The Levi's decomposition in Lie theory and the problem of classification Lie algebras

Question

It is well-know that: "any finite-dimensional Lie algebra over a field of characteristic zero can be expressed as a semidirect sum of a semi-simple subalgebra and its radical (its maximal solvable ideal). It reduces the task of classifying all Lie algebras to obtaining the classification of semi-simple and of solvable Lie algebras". I am wondering about that "reduction". Let's consider the following simple example: let $L=M\otimes_\phi N$ is a semidirect product of Lie algebras where $M \subseteq L$ and $N\subseteq L$ are commutative Lie subalgebras of $L$ and the Lie structure on $L$ depends on $\phi$. If so, followed by the above claim, $\phi$ does not play any role in the problem of classifying such Lie algebras?

Answer 1

The Levi decomposition of $L$ is given by $$ L=\mathfrak{s}\ltimes_{\phi} {\rm rad}(L), $$ where $\mathfrak{s}$ is a semisimple subalgebra of $L$, and ${\rm rad}(L)$ the maximal solvable ideal of $L$. Suppose now we have classified all semisimple Lie algebras $\mathfrak{s}$, and we would know all solvable ones (which we don't). Then we know all $L$.

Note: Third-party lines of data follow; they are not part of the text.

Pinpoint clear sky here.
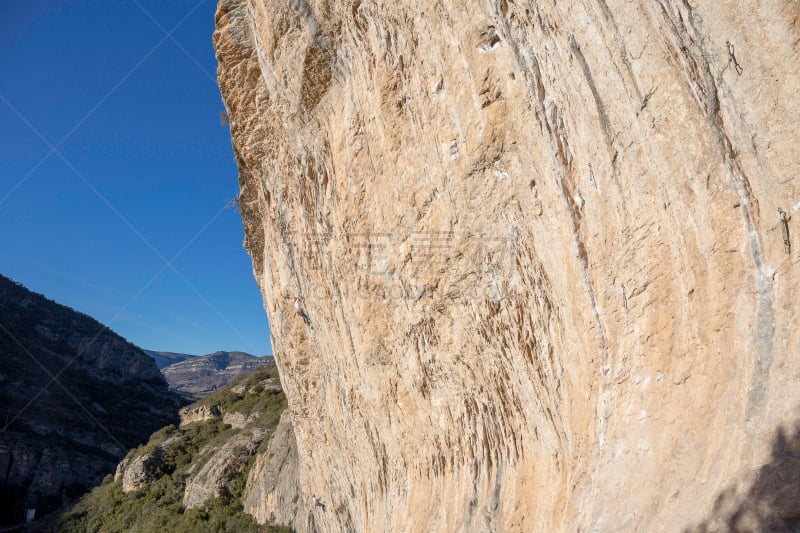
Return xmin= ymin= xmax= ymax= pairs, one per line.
xmin=0 ymin=0 xmax=272 ymax=355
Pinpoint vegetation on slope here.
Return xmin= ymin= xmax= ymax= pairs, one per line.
xmin=48 ymin=366 xmax=289 ymax=533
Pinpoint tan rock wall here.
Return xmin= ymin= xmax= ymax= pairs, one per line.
xmin=214 ymin=0 xmax=800 ymax=531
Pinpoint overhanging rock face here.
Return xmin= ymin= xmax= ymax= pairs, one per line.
xmin=214 ymin=0 xmax=800 ymax=531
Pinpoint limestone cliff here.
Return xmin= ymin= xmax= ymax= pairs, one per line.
xmin=214 ymin=0 xmax=800 ymax=531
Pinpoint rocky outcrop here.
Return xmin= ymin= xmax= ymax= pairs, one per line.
xmin=114 ymin=438 xmax=178 ymax=492
xmin=242 ymin=411 xmax=302 ymax=530
xmin=0 ymin=276 xmax=180 ymax=525
xmin=214 ymin=0 xmax=800 ymax=531
xmin=178 ymin=405 xmax=220 ymax=427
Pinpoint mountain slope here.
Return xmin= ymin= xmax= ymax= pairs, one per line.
xmin=57 ymin=365 xmax=297 ymax=533
xmin=144 ymin=350 xmax=197 ymax=369
xmin=0 ymin=276 xmax=179 ymax=524
xmin=161 ymin=351 xmax=274 ymax=397
xmin=214 ymin=0 xmax=800 ymax=532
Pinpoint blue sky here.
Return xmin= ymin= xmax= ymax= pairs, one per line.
xmin=0 ymin=0 xmax=272 ymax=355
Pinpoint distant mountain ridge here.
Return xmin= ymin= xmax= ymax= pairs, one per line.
xmin=157 ymin=351 xmax=275 ymax=398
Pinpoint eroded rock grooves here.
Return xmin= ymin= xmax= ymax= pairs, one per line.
xmin=214 ymin=0 xmax=800 ymax=531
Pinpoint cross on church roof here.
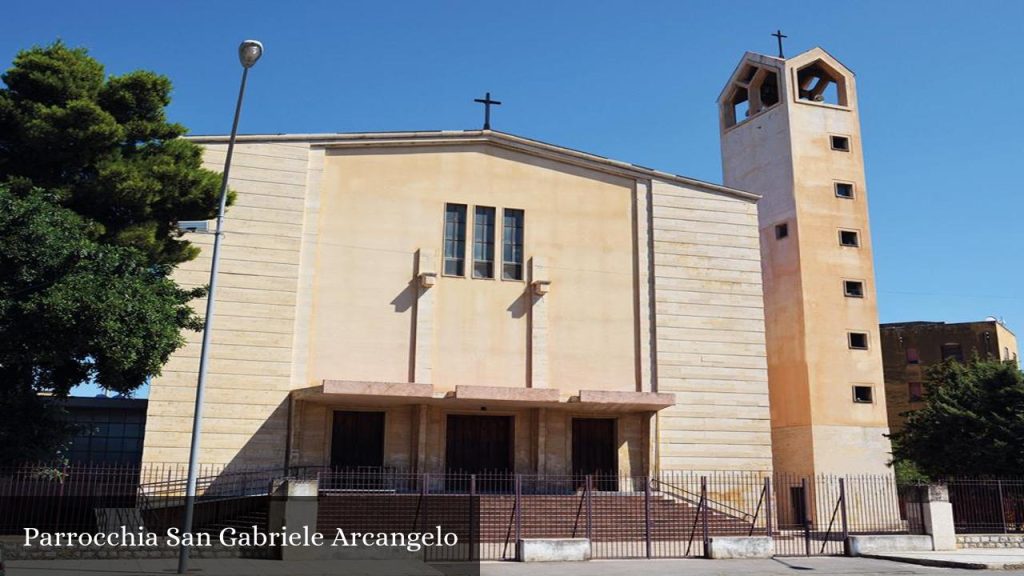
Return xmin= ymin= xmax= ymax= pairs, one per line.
xmin=473 ymin=92 xmax=502 ymax=130
xmin=772 ymin=30 xmax=788 ymax=58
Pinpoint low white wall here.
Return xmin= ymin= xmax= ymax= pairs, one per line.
xmin=708 ymin=536 xmax=775 ymax=560
xmin=847 ymin=534 xmax=933 ymax=556
xmin=519 ymin=538 xmax=590 ymax=562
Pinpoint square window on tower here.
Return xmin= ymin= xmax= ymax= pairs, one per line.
xmin=847 ymin=332 xmax=867 ymax=349
xmin=839 ymin=230 xmax=860 ymax=248
xmin=853 ymin=386 xmax=874 ymax=404
xmin=831 ymin=134 xmax=850 ymax=152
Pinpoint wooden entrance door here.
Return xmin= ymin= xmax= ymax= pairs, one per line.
xmin=331 ymin=410 xmax=384 ymax=470
xmin=444 ymin=414 xmax=513 ymax=488
xmin=572 ymin=418 xmax=618 ymax=490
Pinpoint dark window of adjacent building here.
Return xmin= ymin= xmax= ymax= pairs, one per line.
xmin=848 ymin=332 xmax=867 ymax=349
xmin=502 ymin=208 xmax=523 ymax=280
xmin=906 ymin=348 xmax=921 ymax=364
xmin=444 ymin=204 xmax=466 ymax=276
xmin=836 ymin=182 xmax=853 ymax=198
xmin=941 ymin=342 xmax=964 ymax=362
xmin=839 ymin=230 xmax=860 ymax=248
xmin=775 ymin=222 xmax=790 ymax=240
xmin=906 ymin=382 xmax=925 ymax=402
xmin=473 ymin=206 xmax=495 ymax=278
xmin=853 ymin=386 xmax=874 ymax=404
xmin=67 ymin=399 xmax=145 ymax=464
xmin=831 ymin=135 xmax=850 ymax=152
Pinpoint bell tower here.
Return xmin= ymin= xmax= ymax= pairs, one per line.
xmin=718 ymin=48 xmax=891 ymax=474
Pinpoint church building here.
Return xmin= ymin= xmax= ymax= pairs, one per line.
xmin=143 ymin=44 xmax=888 ymax=476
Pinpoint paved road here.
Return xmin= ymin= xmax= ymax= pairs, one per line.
xmin=481 ymin=557 xmax=1024 ymax=576
xmin=7 ymin=558 xmax=1024 ymax=576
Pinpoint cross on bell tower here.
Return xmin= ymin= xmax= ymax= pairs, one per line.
xmin=473 ymin=92 xmax=502 ymax=130
xmin=772 ymin=30 xmax=788 ymax=58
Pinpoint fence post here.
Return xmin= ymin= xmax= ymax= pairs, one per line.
xmin=515 ymin=475 xmax=522 ymax=562
xmin=697 ymin=476 xmax=711 ymax=558
xmin=420 ymin=472 xmax=430 ymax=531
xmin=995 ymin=480 xmax=1007 ymax=534
xmin=800 ymin=477 xmax=811 ymax=556
xmin=466 ymin=474 xmax=476 ymax=561
xmin=585 ymin=475 xmax=594 ymax=537
xmin=643 ymin=476 xmax=653 ymax=558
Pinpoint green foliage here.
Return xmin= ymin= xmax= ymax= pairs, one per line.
xmin=0 ymin=42 xmax=226 ymax=264
xmin=893 ymin=358 xmax=1024 ymax=478
xmin=0 ymin=187 xmax=203 ymax=462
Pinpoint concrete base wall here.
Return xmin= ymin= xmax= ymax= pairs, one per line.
xmin=519 ymin=538 xmax=590 ymax=562
xmin=708 ymin=536 xmax=775 ymax=560
xmin=956 ymin=534 xmax=1024 ymax=548
xmin=847 ymin=534 xmax=933 ymax=556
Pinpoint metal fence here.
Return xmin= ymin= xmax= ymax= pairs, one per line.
xmin=315 ymin=469 xmax=923 ymax=560
xmin=6 ymin=464 xmax=999 ymax=560
xmin=0 ymin=464 xmax=286 ymax=534
xmin=945 ymin=478 xmax=1024 ymax=534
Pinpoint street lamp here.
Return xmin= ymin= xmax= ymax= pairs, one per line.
xmin=178 ymin=40 xmax=263 ymax=574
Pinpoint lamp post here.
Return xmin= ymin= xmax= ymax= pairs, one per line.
xmin=178 ymin=40 xmax=263 ymax=574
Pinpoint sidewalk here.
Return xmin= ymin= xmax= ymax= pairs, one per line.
xmin=865 ymin=548 xmax=1024 ymax=570
xmin=7 ymin=552 xmax=1024 ymax=576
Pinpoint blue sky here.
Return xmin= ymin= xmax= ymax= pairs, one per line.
xmin=0 ymin=0 xmax=1024 ymax=393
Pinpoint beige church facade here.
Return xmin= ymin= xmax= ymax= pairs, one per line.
xmin=143 ymin=45 xmax=888 ymax=476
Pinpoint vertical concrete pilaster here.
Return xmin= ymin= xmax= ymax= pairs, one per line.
xmin=526 ymin=256 xmax=551 ymax=388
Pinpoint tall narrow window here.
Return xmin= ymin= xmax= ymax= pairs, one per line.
xmin=473 ymin=206 xmax=495 ymax=278
xmin=502 ymin=208 xmax=523 ymax=280
xmin=444 ymin=204 xmax=466 ymax=276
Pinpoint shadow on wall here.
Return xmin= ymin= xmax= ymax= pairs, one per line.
xmin=199 ymin=397 xmax=290 ymax=495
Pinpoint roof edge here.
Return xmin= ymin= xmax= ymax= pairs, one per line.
xmin=185 ymin=130 xmax=761 ymax=202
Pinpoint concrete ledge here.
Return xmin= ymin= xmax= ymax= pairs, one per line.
xmin=708 ymin=536 xmax=775 ymax=560
xmin=863 ymin=549 xmax=1024 ymax=570
xmin=569 ymin=390 xmax=676 ymax=412
xmin=519 ymin=538 xmax=590 ymax=562
xmin=847 ymin=534 xmax=933 ymax=556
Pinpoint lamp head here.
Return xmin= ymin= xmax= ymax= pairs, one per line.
xmin=239 ymin=40 xmax=263 ymax=68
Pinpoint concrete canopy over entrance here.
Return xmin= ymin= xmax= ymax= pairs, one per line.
xmin=289 ymin=380 xmax=675 ymax=475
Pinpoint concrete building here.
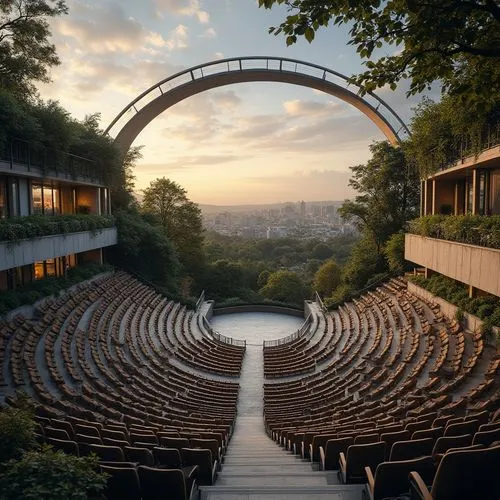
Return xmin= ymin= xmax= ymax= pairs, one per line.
xmin=0 ymin=140 xmax=117 ymax=290
xmin=405 ymin=145 xmax=500 ymax=296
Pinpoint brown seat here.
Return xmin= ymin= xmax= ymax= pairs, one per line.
xmin=432 ymin=434 xmax=472 ymax=455
xmin=50 ymin=418 xmax=75 ymax=440
xmin=444 ymin=420 xmax=479 ymax=436
xmin=389 ymin=438 xmax=434 ymax=462
xmin=339 ymin=441 xmax=385 ymax=484
xmin=380 ymin=431 xmax=410 ymax=461
xmin=190 ymin=438 xmax=222 ymax=470
xmin=89 ymin=444 xmax=125 ymax=462
xmin=137 ymin=465 xmax=197 ymax=500
xmin=123 ymin=446 xmax=155 ymax=467
xmin=472 ymin=428 xmax=500 ymax=446
xmin=410 ymin=446 xmax=500 ymax=500
xmin=365 ymin=457 xmax=436 ymax=500
xmin=319 ymin=436 xmax=354 ymax=470
xmin=47 ymin=438 xmax=80 ymax=457
xmin=160 ymin=436 xmax=189 ymax=451
xmin=44 ymin=427 xmax=71 ymax=441
xmin=411 ymin=427 xmax=444 ymax=441
xmin=130 ymin=432 xmax=158 ymax=446
xmin=309 ymin=434 xmax=337 ymax=462
xmin=99 ymin=465 xmax=142 ymax=500
xmin=181 ymin=448 xmax=218 ymax=486
xmin=354 ymin=434 xmax=380 ymax=444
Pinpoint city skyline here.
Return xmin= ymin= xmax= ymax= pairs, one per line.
xmin=39 ymin=0 xmax=436 ymax=205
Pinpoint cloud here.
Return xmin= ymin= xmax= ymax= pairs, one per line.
xmin=200 ymin=28 xmax=217 ymax=38
xmin=154 ymin=0 xmax=210 ymax=24
xmin=283 ymin=99 xmax=344 ymax=116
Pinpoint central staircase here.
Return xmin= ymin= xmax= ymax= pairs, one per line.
xmin=200 ymin=344 xmax=363 ymax=500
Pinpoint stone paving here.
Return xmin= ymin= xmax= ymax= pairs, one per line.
xmin=201 ymin=313 xmax=363 ymax=500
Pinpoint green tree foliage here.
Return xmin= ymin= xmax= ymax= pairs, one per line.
xmin=313 ymin=260 xmax=341 ymax=297
xmin=404 ymin=96 xmax=500 ymax=176
xmin=339 ymin=142 xmax=420 ymax=253
xmin=0 ymin=407 xmax=36 ymax=462
xmin=259 ymin=0 xmax=500 ymax=111
xmin=384 ymin=233 xmax=405 ymax=274
xmin=109 ymin=212 xmax=179 ymax=292
xmin=142 ymin=177 xmax=204 ymax=280
xmin=0 ymin=0 xmax=68 ymax=98
xmin=0 ymin=449 xmax=107 ymax=500
xmin=259 ymin=270 xmax=309 ymax=306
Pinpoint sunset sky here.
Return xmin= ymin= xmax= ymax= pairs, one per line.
xmin=39 ymin=0 xmax=438 ymax=205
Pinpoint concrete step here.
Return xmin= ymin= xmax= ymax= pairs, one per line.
xmin=216 ymin=469 xmax=339 ymax=487
xmin=200 ymin=484 xmax=364 ymax=500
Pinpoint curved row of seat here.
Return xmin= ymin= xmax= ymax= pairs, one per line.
xmin=264 ymin=279 xmax=500 ymax=494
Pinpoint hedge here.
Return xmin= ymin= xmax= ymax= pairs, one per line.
xmin=0 ymin=214 xmax=115 ymax=241
xmin=408 ymin=215 xmax=500 ymax=249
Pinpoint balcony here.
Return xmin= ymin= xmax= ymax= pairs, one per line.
xmin=0 ymin=227 xmax=118 ymax=271
xmin=405 ymin=234 xmax=500 ymax=296
xmin=0 ymin=139 xmax=104 ymax=187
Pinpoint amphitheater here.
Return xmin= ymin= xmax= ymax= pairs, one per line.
xmin=0 ymin=272 xmax=500 ymax=500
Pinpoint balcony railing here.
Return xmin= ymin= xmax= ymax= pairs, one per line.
xmin=0 ymin=214 xmax=115 ymax=242
xmin=408 ymin=215 xmax=500 ymax=249
xmin=0 ymin=139 xmax=105 ymax=184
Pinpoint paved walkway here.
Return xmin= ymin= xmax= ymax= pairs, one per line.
xmin=201 ymin=313 xmax=362 ymax=500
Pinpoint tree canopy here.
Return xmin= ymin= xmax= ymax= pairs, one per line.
xmin=142 ymin=177 xmax=204 ymax=279
xmin=259 ymin=0 xmax=500 ymax=110
xmin=0 ymin=0 xmax=68 ymax=97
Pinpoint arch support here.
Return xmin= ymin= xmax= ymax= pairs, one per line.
xmin=106 ymin=57 xmax=409 ymax=153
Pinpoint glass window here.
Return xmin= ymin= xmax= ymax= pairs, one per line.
xmin=43 ymin=186 xmax=54 ymax=215
xmin=45 ymin=259 xmax=56 ymax=276
xmin=35 ymin=261 xmax=45 ymax=280
xmin=0 ymin=177 xmax=8 ymax=219
xmin=31 ymin=184 xmax=43 ymax=215
xmin=52 ymin=188 xmax=61 ymax=215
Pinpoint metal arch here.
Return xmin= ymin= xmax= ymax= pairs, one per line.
xmin=105 ymin=56 xmax=410 ymax=152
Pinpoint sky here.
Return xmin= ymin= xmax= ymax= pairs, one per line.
xmin=39 ymin=0 xmax=438 ymax=205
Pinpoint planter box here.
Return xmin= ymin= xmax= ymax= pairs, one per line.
xmin=405 ymin=234 xmax=500 ymax=296
xmin=0 ymin=227 xmax=118 ymax=271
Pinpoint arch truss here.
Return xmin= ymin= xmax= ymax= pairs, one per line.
xmin=106 ymin=56 xmax=409 ymax=151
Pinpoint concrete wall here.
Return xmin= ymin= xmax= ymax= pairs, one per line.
xmin=0 ymin=227 xmax=118 ymax=270
xmin=405 ymin=234 xmax=500 ymax=296
xmin=213 ymin=304 xmax=304 ymax=318
xmin=408 ymin=281 xmax=498 ymax=340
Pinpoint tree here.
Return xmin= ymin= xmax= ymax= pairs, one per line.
xmin=0 ymin=0 xmax=68 ymax=97
xmin=259 ymin=0 xmax=500 ymax=109
xmin=259 ymin=270 xmax=307 ymax=306
xmin=142 ymin=177 xmax=204 ymax=279
xmin=339 ymin=141 xmax=420 ymax=253
xmin=313 ymin=260 xmax=341 ymax=297
xmin=0 ymin=447 xmax=107 ymax=500
xmin=108 ymin=212 xmax=179 ymax=293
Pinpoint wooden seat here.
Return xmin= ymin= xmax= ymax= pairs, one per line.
xmin=410 ymin=446 xmax=500 ymax=500
xmin=389 ymin=438 xmax=434 ymax=462
xmin=339 ymin=441 xmax=385 ymax=484
xmin=365 ymin=457 xmax=436 ymax=500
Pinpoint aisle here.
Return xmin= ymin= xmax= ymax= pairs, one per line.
xmin=200 ymin=343 xmax=362 ymax=500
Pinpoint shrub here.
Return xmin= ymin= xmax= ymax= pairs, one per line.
xmin=0 ymin=447 xmax=107 ymax=500
xmin=0 ymin=407 xmax=36 ymax=464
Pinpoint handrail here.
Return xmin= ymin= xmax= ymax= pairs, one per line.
xmin=105 ymin=56 xmax=410 ymax=142
xmin=314 ymin=291 xmax=327 ymax=312
xmin=262 ymin=313 xmax=311 ymax=349
xmin=200 ymin=314 xmax=247 ymax=349
xmin=196 ymin=290 xmax=205 ymax=311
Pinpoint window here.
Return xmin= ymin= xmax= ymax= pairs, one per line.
xmin=31 ymin=184 xmax=43 ymax=215
xmin=0 ymin=177 xmax=8 ymax=219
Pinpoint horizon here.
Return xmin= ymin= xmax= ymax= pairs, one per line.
xmin=38 ymin=0 xmax=438 ymax=205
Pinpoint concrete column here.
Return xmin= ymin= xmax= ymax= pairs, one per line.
xmin=471 ymin=169 xmax=479 ymax=215
xmin=431 ymin=179 xmax=436 ymax=215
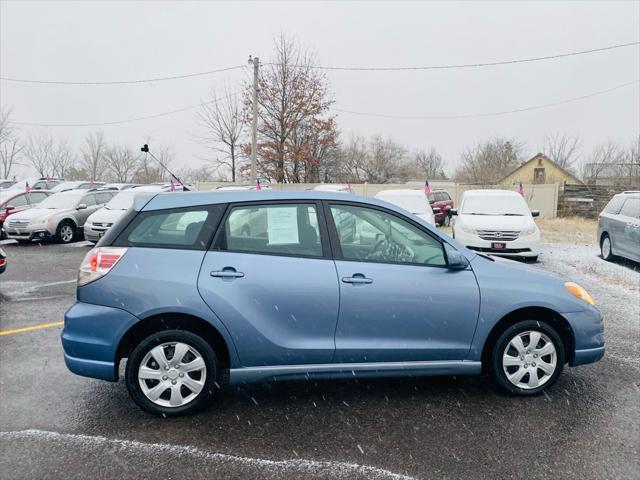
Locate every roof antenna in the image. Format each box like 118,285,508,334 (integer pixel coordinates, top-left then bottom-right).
140,143,185,190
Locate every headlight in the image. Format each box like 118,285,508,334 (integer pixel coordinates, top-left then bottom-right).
564,282,593,305
460,225,478,235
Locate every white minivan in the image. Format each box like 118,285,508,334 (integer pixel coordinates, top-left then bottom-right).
451,190,540,262
375,188,440,225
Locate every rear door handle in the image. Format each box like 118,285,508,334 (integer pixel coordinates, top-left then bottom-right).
211,267,244,279
342,273,373,285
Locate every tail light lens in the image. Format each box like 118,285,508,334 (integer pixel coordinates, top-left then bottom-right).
78,247,127,287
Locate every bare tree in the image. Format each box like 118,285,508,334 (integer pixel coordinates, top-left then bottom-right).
78,132,107,180
244,34,337,182
542,133,582,171
50,140,75,178
455,138,524,185
24,133,55,177
198,88,244,182
413,147,446,180
0,108,24,178
104,145,140,183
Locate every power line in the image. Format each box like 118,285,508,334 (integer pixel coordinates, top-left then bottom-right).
11,92,240,127
282,42,640,72
0,42,640,85
332,80,640,120
12,80,640,127
0,65,245,85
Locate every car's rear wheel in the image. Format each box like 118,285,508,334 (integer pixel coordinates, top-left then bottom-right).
600,233,615,262
126,330,218,417
56,221,76,243
491,320,565,396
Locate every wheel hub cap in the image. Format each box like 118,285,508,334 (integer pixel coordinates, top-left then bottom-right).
138,342,207,408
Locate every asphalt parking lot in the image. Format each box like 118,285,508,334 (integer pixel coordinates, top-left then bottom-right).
0,244,640,479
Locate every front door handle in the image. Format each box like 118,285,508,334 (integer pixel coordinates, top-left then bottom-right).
342,273,373,285
211,267,244,279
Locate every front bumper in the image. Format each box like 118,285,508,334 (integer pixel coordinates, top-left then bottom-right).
454,228,540,257
562,305,605,367
61,302,138,382
4,224,54,240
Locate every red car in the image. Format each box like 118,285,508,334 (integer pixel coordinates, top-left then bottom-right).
0,190,51,238
429,190,453,227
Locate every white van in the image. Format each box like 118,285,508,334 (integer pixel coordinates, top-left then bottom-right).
375,188,440,225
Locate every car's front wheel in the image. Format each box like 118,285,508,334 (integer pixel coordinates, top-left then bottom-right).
126,330,218,417
56,221,76,243
600,233,614,262
491,320,565,396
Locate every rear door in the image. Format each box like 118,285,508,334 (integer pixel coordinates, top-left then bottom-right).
326,203,480,363
198,201,339,366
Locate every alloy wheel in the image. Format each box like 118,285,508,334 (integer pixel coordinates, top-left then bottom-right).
502,330,557,390
60,225,73,243
138,342,207,407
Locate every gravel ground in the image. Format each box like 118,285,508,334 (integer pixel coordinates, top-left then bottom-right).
0,244,640,480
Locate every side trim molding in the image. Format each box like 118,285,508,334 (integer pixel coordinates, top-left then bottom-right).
229,360,482,383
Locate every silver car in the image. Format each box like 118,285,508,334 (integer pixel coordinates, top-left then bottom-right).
5,190,117,243
598,191,640,262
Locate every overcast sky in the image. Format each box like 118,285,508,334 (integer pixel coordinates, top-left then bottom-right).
0,0,640,178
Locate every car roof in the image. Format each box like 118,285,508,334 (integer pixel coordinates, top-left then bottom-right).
463,189,521,197
376,188,424,197
139,190,419,212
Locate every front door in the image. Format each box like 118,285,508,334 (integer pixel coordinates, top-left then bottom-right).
198,202,339,367
327,203,480,363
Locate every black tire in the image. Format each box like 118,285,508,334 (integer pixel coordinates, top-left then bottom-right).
600,233,616,262
490,320,565,396
56,220,78,243
125,330,219,417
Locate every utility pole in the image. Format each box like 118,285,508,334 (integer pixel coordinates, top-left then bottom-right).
249,55,260,184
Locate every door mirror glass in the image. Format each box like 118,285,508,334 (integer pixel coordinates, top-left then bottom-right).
444,244,469,270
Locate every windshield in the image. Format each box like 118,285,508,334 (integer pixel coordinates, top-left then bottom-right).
38,194,80,209
461,195,529,216
104,190,136,210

So, given a Lie algebra $L$, we need to find its Levi decomposition. There is an algorithm, how to compute it. The map $\phi$ must be a Lie algebra homomorphism $\phi\colon \mathfrak{s}\rightarrow {\rm Der}({\rm rad}(L))$. Then we know $L$ from this decomposition, because we know $\mathfrak{s}$ and the solvable ideal.